Das Schwabinger Offensivsspiel endete zu der Zeit am Mittelkreis und sollte erst in der 32. Minute erstmalig, dann aber mit Erfolg, bis zum Ismaninger Gehäuse kommen. Ein Angriff über die Seite konnte 20m vor dem Tor nur durch ein Foul gestoppt werden. Eine gut postierte Mauer versprach ausreichend Sicherung vor dem erwarteten Gästeschuss. Mit dem dann getretenen Sonntagsschuss konnte allerdings keiner rechnen. Der perfekt fliegende Ball landete bilderbuchmäßig im Kreuzeck des Ismaninger Schlußmannes Yannick Poyda und entfesselte bei den Rot-Weissen logischerweise einen befreienden großen Jubelsturm. War man doch bis dahin nicht einmal vor das Tor der Gäste gekommen bzw. hatte eine Chance erspielen können.

Der Spielverlauf war auf den Kopf gestellt und die jungen Wilden aus Ismaning liefen nunmehr einem Rückstand hinterher. Dass die Mannschaft Spiele dieser Art drehen kann, hatte sie auch bereits in der Vorbereitung unter Beweis gestellt. Der Druck auf den Gastgeber wurde erhöht und man drängte auf den Ausgleich. Diesen sollte es aber bis zur Pause nicht mehr geben. Nach der Halbzeit startete das Spiel ähnlich wie in Hälfte eins. Die Ismaninger bestimmten das Tempo, hatten einen enorm hohen Ballanteil und ließen die Schwabinger abermals nicht ins Spiel kommen. Den letzten entscheidenden Pass konnten die Ismaninger aber ihrerseits auch nicht anbringen. Es sollte erneut eine Standardsituation werden, welche in der 61. Minute zur Spielentscheidung führen sollte. Ein viel zu lang geschlagener und eigentlich ungefährlicher Eckball fiel ausgerechnet dem technisch sehr gut sortierten Benedikt Schwenke so unglücklich auf den Oberschenkel, dass der Ball genau mittig am 6-Meter-Raum einem Schwabinger vor die Schuhe fiel. Die bedankten sich mit einem satten Volleyschuss und dem 2:0 aus Gastgebersicht.

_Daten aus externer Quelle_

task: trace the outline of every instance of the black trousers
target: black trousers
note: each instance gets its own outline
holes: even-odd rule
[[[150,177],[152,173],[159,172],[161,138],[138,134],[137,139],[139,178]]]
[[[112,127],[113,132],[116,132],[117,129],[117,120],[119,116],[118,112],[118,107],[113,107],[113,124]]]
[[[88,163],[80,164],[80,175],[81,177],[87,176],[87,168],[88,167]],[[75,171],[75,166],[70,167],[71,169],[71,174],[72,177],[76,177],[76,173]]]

Wer glaubt das der FCI aufstecken würde, sah sich getäuscht. Das Angriffsspiel wurde weiter intensiviert und drückte die nun noch tiefer stehenden Schwabinger in deren Hälfte. Es dauerte allerdings bis zur 86. Minute, bis aus dem redlichen Bemühen dann auch Zählbares herausspringend sollte. Nach einer Flanke konnte der Gästetorwart den Ball nicht sichern und Maxi Ertl vollstreckte im Stile eines Abstaubers. Durch zahlreiche Zeitspiele packte der Schiedsrichter noch ein paar Minuten Nachspielzeit oben drauf. Gerade diese sollten es in sich haben. Zuerst schnappt Helmut Leidenberger einen zu kurz geratenen Rückpass mit dem Kopf vor dem Gästetorwart ab und konnte ihn dann leider aber nicht mehr im Tor unterbringen, dann entscheidet sich Maxi Ertl für eine Ablage anstatt aus spitzen Winkel selbst abzuziehen. Den größten Aufreger des Spiel gab es aber dann genau 1 Minute vor Abpfiff, als ein langer Ball der Ismaninger von Maxi Ertl maßgenau an der Torauslinie auf Sebastian Heinenberg abgelegt wurde und dieser das Leder unhaltbar ins lange Eck zimmerte. Statt des längst überfälligen und verdienten Ausgleichstreffers entschied der unglücklich postierte Schiedsrichter fälschlicherweise auf Toraus und damit Torabschlag. Der Ball hatte allerdings nicht im Ansatz die Torlinie erreicht und wäre demnach ein einwandfreies Tor gewesen. Mangels Linienrichter in der Spielklasse sicher keine Seltenheit und auch dem Schiedsrichter am Ende des Tages nachzusehen. An diesem Tage kostete es leider dem Ismaninger Team einen höchst verdienten und berechtigten Ausgleich.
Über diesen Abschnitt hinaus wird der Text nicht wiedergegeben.